Variable Frequency Resonant Controller Based on Generalized Predictive Control for Biased-Sinusoidal Reference Tracking and Multi-Layer Perceptron

Abstract

Resonant controllers are widely used in power electronics to track sinusoidal references. According to the internal model principle (IMP), these controllers should embed the poles of the Laplace or Z transform of the reference for the closed-loop system to track the reference asymptotically. Thus, tracking a sinusoidal reference is difficult as the controller should adapt its structure to embed the poles of the sinusoidal reference with variable frequency, as those poles depend on that variable frequency. On the other hand, Generalized Predictive Control (GPC) is widespread in industry applications due to its fast response, robustness and capability to include constraints.
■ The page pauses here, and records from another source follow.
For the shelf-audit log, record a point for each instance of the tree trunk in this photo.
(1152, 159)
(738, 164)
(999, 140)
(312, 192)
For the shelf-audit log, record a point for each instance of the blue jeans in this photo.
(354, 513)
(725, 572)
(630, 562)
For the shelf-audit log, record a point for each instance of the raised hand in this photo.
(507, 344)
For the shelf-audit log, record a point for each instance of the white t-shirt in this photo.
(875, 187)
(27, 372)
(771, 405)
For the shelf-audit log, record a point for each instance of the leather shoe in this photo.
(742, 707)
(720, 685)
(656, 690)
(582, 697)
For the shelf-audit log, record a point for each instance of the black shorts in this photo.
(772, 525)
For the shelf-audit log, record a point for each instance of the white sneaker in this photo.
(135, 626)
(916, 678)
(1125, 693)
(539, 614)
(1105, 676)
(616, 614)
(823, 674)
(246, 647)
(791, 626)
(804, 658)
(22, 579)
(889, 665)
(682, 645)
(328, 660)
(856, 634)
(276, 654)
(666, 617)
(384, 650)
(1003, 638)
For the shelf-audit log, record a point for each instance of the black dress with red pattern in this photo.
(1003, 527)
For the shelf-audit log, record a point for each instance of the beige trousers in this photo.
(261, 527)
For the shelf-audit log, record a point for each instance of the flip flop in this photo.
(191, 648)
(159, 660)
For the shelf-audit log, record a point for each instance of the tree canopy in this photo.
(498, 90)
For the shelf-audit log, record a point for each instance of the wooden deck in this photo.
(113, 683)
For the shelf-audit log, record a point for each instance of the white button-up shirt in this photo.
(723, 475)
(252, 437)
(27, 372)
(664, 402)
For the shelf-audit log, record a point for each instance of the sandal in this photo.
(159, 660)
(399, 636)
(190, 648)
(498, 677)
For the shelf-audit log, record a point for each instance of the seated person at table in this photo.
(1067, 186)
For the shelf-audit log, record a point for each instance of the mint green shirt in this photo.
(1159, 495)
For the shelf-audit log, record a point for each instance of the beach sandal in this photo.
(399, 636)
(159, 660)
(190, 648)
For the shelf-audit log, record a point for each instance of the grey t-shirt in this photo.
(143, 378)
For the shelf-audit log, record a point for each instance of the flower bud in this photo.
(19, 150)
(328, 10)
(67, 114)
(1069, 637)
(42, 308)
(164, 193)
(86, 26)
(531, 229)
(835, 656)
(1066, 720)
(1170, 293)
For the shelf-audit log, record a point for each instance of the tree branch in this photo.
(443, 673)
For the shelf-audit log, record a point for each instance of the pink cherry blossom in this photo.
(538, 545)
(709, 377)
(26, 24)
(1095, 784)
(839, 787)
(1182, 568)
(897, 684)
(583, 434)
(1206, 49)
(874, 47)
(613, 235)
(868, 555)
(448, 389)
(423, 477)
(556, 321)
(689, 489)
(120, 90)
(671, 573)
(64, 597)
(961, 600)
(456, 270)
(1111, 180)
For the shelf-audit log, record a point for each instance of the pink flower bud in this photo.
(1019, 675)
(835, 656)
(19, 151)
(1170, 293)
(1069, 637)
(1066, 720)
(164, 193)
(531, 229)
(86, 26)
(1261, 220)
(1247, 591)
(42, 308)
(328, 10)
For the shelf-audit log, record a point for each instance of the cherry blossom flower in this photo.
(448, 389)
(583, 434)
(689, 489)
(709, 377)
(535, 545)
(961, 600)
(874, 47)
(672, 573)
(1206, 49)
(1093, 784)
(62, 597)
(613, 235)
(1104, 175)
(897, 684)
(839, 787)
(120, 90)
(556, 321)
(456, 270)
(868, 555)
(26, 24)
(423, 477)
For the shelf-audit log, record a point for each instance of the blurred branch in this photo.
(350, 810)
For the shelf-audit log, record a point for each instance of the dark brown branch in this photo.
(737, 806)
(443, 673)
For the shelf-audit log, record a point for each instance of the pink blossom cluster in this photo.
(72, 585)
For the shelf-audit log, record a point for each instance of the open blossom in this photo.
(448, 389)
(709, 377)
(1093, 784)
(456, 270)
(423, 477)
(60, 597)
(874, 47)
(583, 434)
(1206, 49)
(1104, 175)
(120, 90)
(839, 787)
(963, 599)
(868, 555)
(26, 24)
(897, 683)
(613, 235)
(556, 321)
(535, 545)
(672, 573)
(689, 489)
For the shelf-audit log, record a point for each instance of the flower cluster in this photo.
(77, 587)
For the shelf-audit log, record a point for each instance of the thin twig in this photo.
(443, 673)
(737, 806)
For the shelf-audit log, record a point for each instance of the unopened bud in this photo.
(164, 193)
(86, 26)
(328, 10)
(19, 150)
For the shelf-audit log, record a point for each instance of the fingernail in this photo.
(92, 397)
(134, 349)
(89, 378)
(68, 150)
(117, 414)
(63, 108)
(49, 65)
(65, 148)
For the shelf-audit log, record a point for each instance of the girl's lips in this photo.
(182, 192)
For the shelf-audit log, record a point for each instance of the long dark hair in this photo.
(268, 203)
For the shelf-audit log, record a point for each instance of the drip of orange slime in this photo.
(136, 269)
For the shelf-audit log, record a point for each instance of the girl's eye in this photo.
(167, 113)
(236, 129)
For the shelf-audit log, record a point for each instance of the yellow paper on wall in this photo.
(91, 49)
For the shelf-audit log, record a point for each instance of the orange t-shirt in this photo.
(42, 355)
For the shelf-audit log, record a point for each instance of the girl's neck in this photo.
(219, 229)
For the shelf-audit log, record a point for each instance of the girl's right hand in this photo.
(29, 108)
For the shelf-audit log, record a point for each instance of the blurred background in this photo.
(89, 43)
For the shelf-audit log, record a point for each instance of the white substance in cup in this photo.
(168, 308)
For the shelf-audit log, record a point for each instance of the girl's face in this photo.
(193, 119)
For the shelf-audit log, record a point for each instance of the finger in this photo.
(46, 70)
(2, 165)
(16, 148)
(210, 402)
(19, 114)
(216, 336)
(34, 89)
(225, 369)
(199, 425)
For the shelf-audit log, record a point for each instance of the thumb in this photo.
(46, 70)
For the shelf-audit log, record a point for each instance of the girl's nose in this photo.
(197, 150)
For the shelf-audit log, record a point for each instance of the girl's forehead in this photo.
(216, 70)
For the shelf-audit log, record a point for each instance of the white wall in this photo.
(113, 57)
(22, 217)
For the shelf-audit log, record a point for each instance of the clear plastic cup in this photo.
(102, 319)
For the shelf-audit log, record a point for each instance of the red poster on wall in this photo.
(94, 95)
Resonant controllers based on GPC, which satisfy IMP, have been developed. However, these controllers consider the sinusoidal frequency to be constant. This paper presents a new GPC-based resonant controller with an adaptive and simple control law to track references with variable frequencies. A PLL estimates the frequency of the reference. A multi-layer perceptron uses the estimated frequency to define the gain matrix required to calculate the GPC control action. The GPC control action and the estimated frequency define the control law, which satisfies IMP in steady-state conditions. The authors did not find in the literature the proposed mathematical development of an adaptive GPC resonant controller with a discrete-time augmented model whose control law satisfies IMP. Thus, the proposed approach is helpful to develop other adaptive predictive controllers. Experimental results show that the proposed controller can track sinusoidal references whose frequencies vary in time.